Santiago Llach: La renta simbólica
En el momento en que empiezo a escribir estas líneas, la inspiración divina llega por debajo de la puerta. Un soplo energético, propiamente: la factura de Metrogás. Voy derecho a los tres caracteres que más me interesan, impresos en negro sobre fondo salmón: $32. Ocho dólares por el gas consumido en el bimestre (sí que primaveral) marzo-abril, en un departamento de 60 metros del barrio de San Nicolás.
Este obsequio clasemediero, deviddo más que divino, explica mejor las fanfarrias neomilitantes que los índices de pobreza o la improbable esperanza de que otra cosa que el precio de la soja sea la causa del crecimiento económico.

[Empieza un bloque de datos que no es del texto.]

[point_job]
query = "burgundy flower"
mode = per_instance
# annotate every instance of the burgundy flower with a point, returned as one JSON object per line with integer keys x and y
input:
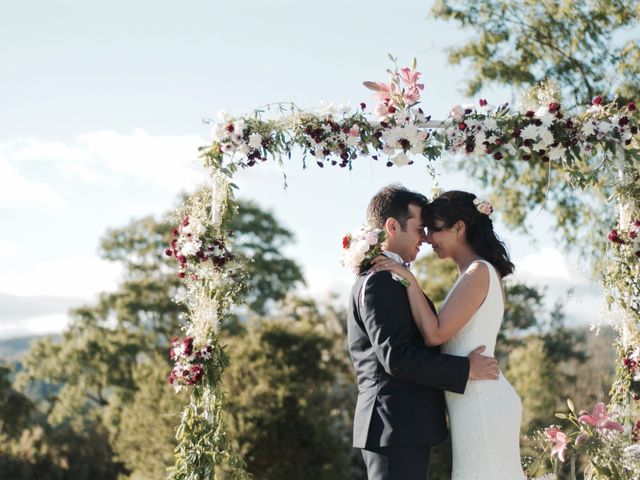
{"x": 187, "y": 343}
{"x": 613, "y": 236}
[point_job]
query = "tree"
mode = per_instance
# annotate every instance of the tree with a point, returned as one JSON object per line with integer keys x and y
{"x": 291, "y": 395}
{"x": 100, "y": 365}
{"x": 585, "y": 49}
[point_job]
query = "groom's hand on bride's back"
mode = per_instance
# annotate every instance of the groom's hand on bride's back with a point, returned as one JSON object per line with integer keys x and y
{"x": 481, "y": 367}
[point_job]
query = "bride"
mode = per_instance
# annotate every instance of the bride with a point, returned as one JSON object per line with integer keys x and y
{"x": 485, "y": 420}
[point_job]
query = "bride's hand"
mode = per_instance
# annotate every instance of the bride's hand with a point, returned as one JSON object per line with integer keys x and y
{"x": 386, "y": 264}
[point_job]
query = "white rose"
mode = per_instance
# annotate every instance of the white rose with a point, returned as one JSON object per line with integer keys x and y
{"x": 588, "y": 129}
{"x": 255, "y": 140}
{"x": 530, "y": 132}
{"x": 456, "y": 113}
{"x": 400, "y": 160}
{"x": 556, "y": 153}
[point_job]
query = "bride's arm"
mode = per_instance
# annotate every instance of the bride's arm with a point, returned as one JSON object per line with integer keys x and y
{"x": 465, "y": 299}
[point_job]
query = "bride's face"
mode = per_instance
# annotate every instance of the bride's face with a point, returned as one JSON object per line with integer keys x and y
{"x": 443, "y": 240}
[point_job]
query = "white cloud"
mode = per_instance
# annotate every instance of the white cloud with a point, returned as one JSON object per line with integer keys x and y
{"x": 41, "y": 325}
{"x": 80, "y": 276}
{"x": 16, "y": 190}
{"x": 169, "y": 162}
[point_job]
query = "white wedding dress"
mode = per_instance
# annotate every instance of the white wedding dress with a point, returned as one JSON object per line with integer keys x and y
{"x": 485, "y": 420}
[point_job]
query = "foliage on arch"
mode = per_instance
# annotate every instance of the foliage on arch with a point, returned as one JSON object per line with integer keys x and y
{"x": 595, "y": 147}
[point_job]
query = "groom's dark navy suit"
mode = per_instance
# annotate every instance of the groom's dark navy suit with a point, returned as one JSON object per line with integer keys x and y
{"x": 400, "y": 408}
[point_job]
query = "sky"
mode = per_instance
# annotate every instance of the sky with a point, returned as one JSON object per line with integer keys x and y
{"x": 101, "y": 115}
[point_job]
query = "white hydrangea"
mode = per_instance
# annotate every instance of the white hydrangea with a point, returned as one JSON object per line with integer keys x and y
{"x": 255, "y": 140}
{"x": 530, "y": 132}
{"x": 400, "y": 160}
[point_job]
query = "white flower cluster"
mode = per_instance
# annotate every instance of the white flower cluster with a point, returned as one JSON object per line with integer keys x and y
{"x": 631, "y": 460}
{"x": 230, "y": 136}
{"x": 360, "y": 246}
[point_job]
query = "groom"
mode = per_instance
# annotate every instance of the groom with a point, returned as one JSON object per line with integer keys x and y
{"x": 400, "y": 408}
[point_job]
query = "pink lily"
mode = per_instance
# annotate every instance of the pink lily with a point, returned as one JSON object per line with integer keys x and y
{"x": 560, "y": 441}
{"x": 600, "y": 419}
{"x": 409, "y": 76}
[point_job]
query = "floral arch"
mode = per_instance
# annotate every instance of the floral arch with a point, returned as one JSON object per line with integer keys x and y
{"x": 596, "y": 146}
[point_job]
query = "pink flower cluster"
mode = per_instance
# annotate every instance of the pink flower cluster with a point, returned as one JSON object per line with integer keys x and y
{"x": 190, "y": 246}
{"x": 598, "y": 419}
{"x": 189, "y": 362}
{"x": 630, "y": 237}
{"x": 402, "y": 91}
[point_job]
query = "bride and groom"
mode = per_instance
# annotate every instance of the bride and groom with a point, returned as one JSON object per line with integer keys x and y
{"x": 409, "y": 359}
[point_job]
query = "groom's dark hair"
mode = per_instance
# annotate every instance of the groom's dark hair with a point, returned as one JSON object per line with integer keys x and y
{"x": 393, "y": 201}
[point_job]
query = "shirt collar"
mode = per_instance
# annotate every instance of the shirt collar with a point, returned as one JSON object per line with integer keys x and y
{"x": 395, "y": 256}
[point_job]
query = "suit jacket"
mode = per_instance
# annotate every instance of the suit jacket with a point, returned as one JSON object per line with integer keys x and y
{"x": 400, "y": 379}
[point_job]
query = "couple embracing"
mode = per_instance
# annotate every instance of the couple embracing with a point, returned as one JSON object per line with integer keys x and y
{"x": 409, "y": 359}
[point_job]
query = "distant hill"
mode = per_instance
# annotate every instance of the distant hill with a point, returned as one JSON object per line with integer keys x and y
{"x": 12, "y": 349}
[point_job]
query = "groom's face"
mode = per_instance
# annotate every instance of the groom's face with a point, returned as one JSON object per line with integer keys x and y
{"x": 406, "y": 242}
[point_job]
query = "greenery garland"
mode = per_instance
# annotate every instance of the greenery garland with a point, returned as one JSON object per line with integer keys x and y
{"x": 594, "y": 147}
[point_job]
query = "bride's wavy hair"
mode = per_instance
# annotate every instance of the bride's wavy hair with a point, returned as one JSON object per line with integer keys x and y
{"x": 455, "y": 205}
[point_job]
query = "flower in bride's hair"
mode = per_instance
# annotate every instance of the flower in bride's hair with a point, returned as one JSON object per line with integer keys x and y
{"x": 483, "y": 206}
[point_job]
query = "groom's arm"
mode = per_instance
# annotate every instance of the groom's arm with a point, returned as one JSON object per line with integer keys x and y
{"x": 387, "y": 318}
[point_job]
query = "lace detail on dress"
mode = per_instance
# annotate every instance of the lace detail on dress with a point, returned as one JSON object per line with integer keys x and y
{"x": 485, "y": 421}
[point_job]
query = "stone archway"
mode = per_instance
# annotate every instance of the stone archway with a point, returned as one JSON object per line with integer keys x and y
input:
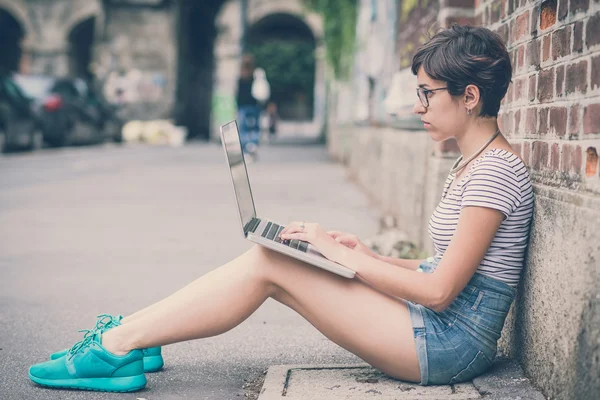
{"x": 196, "y": 32}
{"x": 227, "y": 61}
{"x": 284, "y": 46}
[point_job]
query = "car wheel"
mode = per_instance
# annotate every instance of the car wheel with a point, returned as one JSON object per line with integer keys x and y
{"x": 37, "y": 140}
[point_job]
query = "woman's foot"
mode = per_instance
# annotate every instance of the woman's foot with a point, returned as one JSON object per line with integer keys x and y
{"x": 89, "y": 366}
{"x": 153, "y": 361}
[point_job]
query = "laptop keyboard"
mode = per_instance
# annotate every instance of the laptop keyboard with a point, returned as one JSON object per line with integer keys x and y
{"x": 272, "y": 231}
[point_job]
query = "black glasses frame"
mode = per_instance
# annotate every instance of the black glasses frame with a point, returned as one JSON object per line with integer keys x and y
{"x": 423, "y": 95}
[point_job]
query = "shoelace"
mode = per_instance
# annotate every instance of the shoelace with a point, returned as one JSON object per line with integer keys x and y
{"x": 104, "y": 321}
{"x": 88, "y": 337}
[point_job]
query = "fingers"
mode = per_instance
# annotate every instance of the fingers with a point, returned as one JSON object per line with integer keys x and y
{"x": 292, "y": 227}
{"x": 348, "y": 240}
{"x": 336, "y": 234}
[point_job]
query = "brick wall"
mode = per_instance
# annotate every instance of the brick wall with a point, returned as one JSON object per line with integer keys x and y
{"x": 551, "y": 112}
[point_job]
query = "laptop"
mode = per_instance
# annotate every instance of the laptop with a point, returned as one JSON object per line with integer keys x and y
{"x": 260, "y": 230}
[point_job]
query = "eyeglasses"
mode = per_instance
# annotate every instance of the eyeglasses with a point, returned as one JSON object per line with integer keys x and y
{"x": 423, "y": 95}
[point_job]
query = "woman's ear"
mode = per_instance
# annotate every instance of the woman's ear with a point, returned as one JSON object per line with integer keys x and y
{"x": 471, "y": 96}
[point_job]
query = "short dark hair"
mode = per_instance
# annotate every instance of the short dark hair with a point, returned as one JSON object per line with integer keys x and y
{"x": 464, "y": 55}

Los sueños revolucionarios de los jóvenes sesentistas fueron una consecuencia de la invención del lavarropas y la televisión, la invención de la juventud como sujeto de consumo. Las contraculturas políticas y artísticas tuvieron como función principal crear ilusiones que el mercado se ocupó de señalizar. Los experimentos del sinsentido, la anarquía y la poesía, son reapropiados de manera inesperada por la sociedad y el sistema. La Alegre Izquierda le hace el juego a Papá Derecha. Lo irrepresentable adquiere representación: kioscos estatales y la cosa siempre un poco sobreactuada de la acción afirmativa.
Los sueños populistas de los jóvenes de 2000 son una consecuencia de la invención de Internet y la telefonía celular. Esta es la era de las góndolas a ochenta centímetros del piso: todos somos artistas y los trendsetters son los niños. Las viejas figuras familiares se desdibujan, y señores en sus treinta y sus cuarenta danzan la cadencia de una adolescencia eterna. El pendeviejismo, etapa superior del kirchnerismo. El kirchnerismo, etapa superior del gorilismo. Los nacidos y las nacidas en los ochenta, hijos de los “consumos culturales” y de una ciudad formateada por el CBC, obsesionados con sus pósteres en los 90, hicieron su maduración rápidamente: de aquel decembrismo anarco al laburo en el Estado negrero.
Todos los militantes, digamosló, son rentados. Al igual que los artistas. El que diga que no es un gorila: se quiere diferenciar del pobrerío clientelar, mano de obra mal ocupada, ariete de la estética pobrista de las marchas al centro con que los jefes de las orgas sociales y políticas ejercen su raterío sobre el Estado superavitario.
Antes que semblar las fracturas y las rupturas, haríamos bien en cavilar sobre las continuidades. Abusando de la ironía leninista, qué duda cabe: el kirchnerismo es la etapa superior del menemismo. 1989-2011: modernización democrática al uso nostro. El griterío militante, el expresivo entusiasmo de las sensibilidades medias: espejitos de colores sobre el plano de fondo de un modo similar de construir la gobernanza y la fuliginosa escena pública.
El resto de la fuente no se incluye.